“I’m sorry, but I need to wake you up.”
Touchwit heard his voice as if it was calling down to her from the top of a chimney. She was stuck in a crazy dream involving her mother floating by the island in the night, talking. Immediately, smells drifted in. Leafy decay. Dank water. Endless forests of pine. Pollen from goldenrod. Then came the sounds. Early morning traffic on the automobile bridge. A seagull calling overhead. Sights: Mindwalker, wide awake, concerned and wet. After the crisis meeting, they’d swum over here to Halfway Island and spent what was left of the day sleeping. Long ago, a homeless Primate had cleared a space in the saplings for a tent and a campfire. That was where she collapsed from fatigue. She must have gone on sleeping right through the night. “It looks like I’m caught in a diurnal sleep cycle,” she said. “Where’d you go?”
“I swam across to get the morning news.”
“What’s happening?”
“Serious scat! First, there’s gossip that No Name is going to make a Declaration tonight. Then there’s a news release from the City Elders saying the Occasion has been delayed: watch for it the night after tomorrow. But immediately counter-messaging starts up and says it’ll to be tonight. Of course. That counter-messaging is ours.”

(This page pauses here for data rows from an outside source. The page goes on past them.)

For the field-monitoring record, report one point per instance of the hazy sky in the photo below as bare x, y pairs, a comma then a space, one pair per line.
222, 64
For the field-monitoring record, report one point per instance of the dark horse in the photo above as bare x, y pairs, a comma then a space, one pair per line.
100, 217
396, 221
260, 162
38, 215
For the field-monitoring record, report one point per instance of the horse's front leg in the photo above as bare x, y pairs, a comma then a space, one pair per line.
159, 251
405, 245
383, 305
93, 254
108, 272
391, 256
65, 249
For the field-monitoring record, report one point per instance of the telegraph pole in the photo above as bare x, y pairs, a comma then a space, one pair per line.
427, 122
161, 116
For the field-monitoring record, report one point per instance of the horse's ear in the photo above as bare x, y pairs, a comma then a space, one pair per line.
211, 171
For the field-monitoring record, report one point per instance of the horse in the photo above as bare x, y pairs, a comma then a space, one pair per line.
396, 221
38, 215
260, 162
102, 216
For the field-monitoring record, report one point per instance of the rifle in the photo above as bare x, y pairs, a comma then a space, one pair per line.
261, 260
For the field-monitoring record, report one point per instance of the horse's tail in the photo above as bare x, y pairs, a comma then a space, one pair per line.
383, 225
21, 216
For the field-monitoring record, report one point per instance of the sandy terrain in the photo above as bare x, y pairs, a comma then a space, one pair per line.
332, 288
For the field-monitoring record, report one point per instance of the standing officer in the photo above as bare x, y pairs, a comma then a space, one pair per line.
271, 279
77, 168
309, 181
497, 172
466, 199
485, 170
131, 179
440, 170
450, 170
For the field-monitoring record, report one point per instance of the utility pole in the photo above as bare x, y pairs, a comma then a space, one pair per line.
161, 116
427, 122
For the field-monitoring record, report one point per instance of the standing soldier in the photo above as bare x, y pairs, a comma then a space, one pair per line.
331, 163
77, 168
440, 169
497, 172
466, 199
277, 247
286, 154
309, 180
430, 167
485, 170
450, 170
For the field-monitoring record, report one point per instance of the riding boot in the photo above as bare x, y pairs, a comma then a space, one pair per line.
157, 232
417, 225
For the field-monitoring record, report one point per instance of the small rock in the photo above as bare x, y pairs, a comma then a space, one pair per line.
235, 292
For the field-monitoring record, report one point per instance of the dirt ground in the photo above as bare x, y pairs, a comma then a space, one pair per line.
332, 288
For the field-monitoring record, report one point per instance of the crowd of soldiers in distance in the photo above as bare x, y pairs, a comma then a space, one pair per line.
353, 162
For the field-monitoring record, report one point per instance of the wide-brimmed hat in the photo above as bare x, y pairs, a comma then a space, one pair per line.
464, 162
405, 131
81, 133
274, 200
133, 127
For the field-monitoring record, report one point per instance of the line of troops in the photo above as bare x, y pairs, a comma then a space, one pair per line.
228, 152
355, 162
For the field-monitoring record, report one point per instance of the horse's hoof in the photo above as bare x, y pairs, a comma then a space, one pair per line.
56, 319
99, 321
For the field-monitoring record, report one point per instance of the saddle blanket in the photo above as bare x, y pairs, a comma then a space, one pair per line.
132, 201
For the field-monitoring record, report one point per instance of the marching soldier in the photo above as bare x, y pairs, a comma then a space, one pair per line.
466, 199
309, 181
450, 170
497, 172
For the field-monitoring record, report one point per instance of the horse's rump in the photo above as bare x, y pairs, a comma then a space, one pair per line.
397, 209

She sneezed the pollen out of her nose. Her fingers hurt. For most of yesterday morning in the Root Cellar with other Makers, she’d fashioned identical images of Meatbreath until her fingers started to cramp. She ought to invent a technique for replicating likenesses so that a Raccoon doesn’t have to strain her paws. Multiplying the same image in countless Makings felt wrong. She got the idea from Meatbreath, so it must be wrong. There was something mindless about repeating the same Making. The activity was obsessive. But this was a crisis. She was taking the Protector’s thinking and using it back on him.
“No Name was sighted for the first time in the city. An hour ago. It’s uncanny how someone who likes to be in your face all the time can be so invisible.”
I saw him.
“He was at a dress rehearsal for the Declaration. So now we know the shape of the event, we just don’t know when it’s going to happen.”
“I’m awake. Let’s swim over and check the networks.”
“Funny, No Name’s two-sided like you. He’s diurnal-nocturnal. They say he never sleeps.”
I slept.
“We’ll have to move around quickly. Apparently, there’s a spy trying to track us.”
***
They made their way south from the café boat dock picking up news.
Help Make History – Join a Brigade. It’s Illegal to Join. Who sez? Don’t know. But it’s Against Custom. The Protractor’s Left Town. Untrue, Untrue. The City’s Unprotected? Bollocks! Have you seen the Peoples Corps? Bunch of Losers. Lost outside Uptown Tavern: Tail Ring with Elegant Stitches. P.C.s = Protecting City. Wrong! P.C.s = Politically Correct. Who’s the Protector’s Playmate? Don’t know. I’d follow her anywhere!!! Muster to Destroy Tonight’s Declaration. Watch for Time and Place. Moist-touch, please find me – I’m at our Favourite Tree. Alert! P.C.’s trying to shut down the Harbour Area. Moist got arrested, Sister – Very Sorry. Whoever’s destroying Protector statues, Please Stop. I’ve got your Tail Ring. Look for me at the Declaration, near the water.
“I don’t know if I like the sound of this Peoples Corps,” Touchwit said.
“The well-fed find a way to protect their place at the top of the food chain. They create a disgruntled, hungry population, then exploit their anger by recruiting them to fight imaginary threats from the sides, not the top.”
“Let’s go down to the harbour and see for ourselves.”
“I wouldn’t risk it. Anyway, what we need to find out isn’t there.”
“Which is …?”
“What No Name’s plans really are. Why are his High Guard slipping out of the city in ones and twos? Is there trouble over at the Creek? On the Southern Frontier?”
“That would explain why there’s a delay with the Declaration.”
“It smells like war,” Mindwalker said. “It’s the kind of confusion you get before conflict: unexplained delays, sudden reversals of intention, waiting and not knowing. It makes it hard to plan a resistance. I wish we could find out what’s going on.”
“But we can!” Touchwit said. “Excuse me for a minute.” She left the pathway with its double row of young trees. Those long-stemmed weeds by the riverbank would do. Quickly, she wove a handful of them into a wreath. Then she waded out into the river and waved until the Seagull sighted her.